Один из них, с впалой грудью, с лихорадочными, чахоточными пятнами на щеках, сидит, поджав под себя ноги, склонив голову набок, неотрывно глядя в одну точку, и тихо напевает советскую песню. Едва слышно повторяю знакомые слова…
Видно, у него болит грудь. Его то и дело душит кашель. После каждого такого приступа на сухих синих губах остаются хлопья розоватой пены. Мужик, что сидит неподалеку от него и плетет лапти из липового лыка, подсовывает ему что-то из своих скудных припасов. Курносый мальчонка с копной русых, давно не чесанных волос — он чувствует себя здесь как рыба в воде, — споласкивает кружку и подает певцу напиться. На несколько мгновений на его лице застывает выражение недетской скорби и гнева, но вскоре, увидев, наверное, нечто такое, что заставило его забыть обо всех горестях и печалях, он безудержно хохочет так, как умеют смеяться только дети. И снова звенит его голосок:
— Кому воды? Холодная и вкусная, прямо из колодца! Кому охота пить, налетай, не стесняйся!
Жандарм грозит ему издали тяжелым кулаком: мол, брось озорничать, а то уши оторву. Но маленький водонос не из пугливого десятка. Наоборот, блеснув глазенками, он смело переходит в контратаку: сначала дразнит жандарма, высовывая язык, а затем, когда тот направляется к нему, пальцем тычет куда-то вбок: эй, дяденька, не горячись, мол, оглянись-ка лучше, взгляни, кого бог несет! Как бы тебе не попасть впросак. Понятно?
И жандарму волей-неволей приходится отступить. Он туже затягивает ремень, поправляет бляху на груди и, изогнув губы в угодливой улыбке, отправляется навстречу начальству.
К нам приближается офицерский патруль. Высокий унтер-офицер строго спрашивает у Гюнтера:
— Другого места, где остановиться, не нашли?
— Фельдфебель приказал, — спокойно отвечает Гюнтер.
— Вы ведете их на работу?
— Нет, в крепость.
— Тогда нечего стоять, марш!
Сколько воды утекло с тех пор, как я в плену, и снова, как в первые дни, нас гонят по шоссе Москва — Варшава, что рассекает Бобруйск на две почти равные части.

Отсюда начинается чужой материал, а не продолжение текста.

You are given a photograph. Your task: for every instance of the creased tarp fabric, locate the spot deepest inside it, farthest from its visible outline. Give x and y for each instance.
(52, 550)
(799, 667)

На углу главной улицы, на единственной уцелевшей стене разрушенного дома, рядом с новым непрошеным названием сохранилась табличка с надписью: «Ул. Социалистическая». Можно, конечно, сорвать и этот клочок жести, но самое слово из памяти никому не вычеркнуть…
Крепость с трех сторон омывают воды Березины. Внутри, в самой крепости, несколько валов. Они сложены из кирпича, покрыты землей и поросли травой. На крышах слепых каменных башен растут березы и липы. В земляных валах прорыты туннели, в которых резвятся стаи мышей и крыс. Вот низко над землей стелется струйка пыли — это мышь, выскочив из земляного вала, мчится к каменной башне.

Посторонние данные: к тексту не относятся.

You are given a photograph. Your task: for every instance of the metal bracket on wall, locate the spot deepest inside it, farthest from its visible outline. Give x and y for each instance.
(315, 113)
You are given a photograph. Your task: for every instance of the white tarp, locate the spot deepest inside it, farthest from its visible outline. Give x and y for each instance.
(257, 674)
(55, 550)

Нас ввели через ворота, что неподалеку от белой церкви. Сегодня нестерпимо жарко. Раскалены и земля, и воздух. Камни жгут ноги. Спасаясь от палящих лучей солнца, Гюнтер забрался в вахтерку, около которой стоит столб под зеленым навесом. На всякий случай он приказал двум полицаям охранять нас. Те о чем-то пошушукались, и один отправился к расположенному напротив зданию.

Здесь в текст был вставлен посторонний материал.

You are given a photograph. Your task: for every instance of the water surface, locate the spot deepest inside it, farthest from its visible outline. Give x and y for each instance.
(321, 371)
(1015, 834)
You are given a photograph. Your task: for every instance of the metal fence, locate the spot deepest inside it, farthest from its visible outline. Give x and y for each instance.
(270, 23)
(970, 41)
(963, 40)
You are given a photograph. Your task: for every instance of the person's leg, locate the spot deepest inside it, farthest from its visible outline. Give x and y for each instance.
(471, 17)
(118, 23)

В лагере, откуда мы прибыли, полицаи старались держаться так, чтобы всем было ясно, какая пропасть нас разделяет. А тут полицай разговаривает с нами дружелюбно, спрашивает, откуда мы, рассказывает, как он спасся, когда осенью 1941 года здесь живьем жгли пленных. К Казимиру Аверову он обращается на «вы».
— Знаете, — улыбается полицай ему почти дружески, — мне бы больше хотелось служить в Могилевском лагере.
— Почему?
— Уж больно вы хорошо одеты.
— Господин полицай, — вмешивается в разговор Шумов, — в Могилевском лагере только у Казимира Владимировича были целые штаны, хороший китель и кожаные сапоги. Он у нас был старший санитар в лазарете.
— А ну-ка, покажите свой ремень, — обращается полицай к Аверову.
— Пожалуйста.
— Видите, как он мне впору? Честное слово, как по заказу.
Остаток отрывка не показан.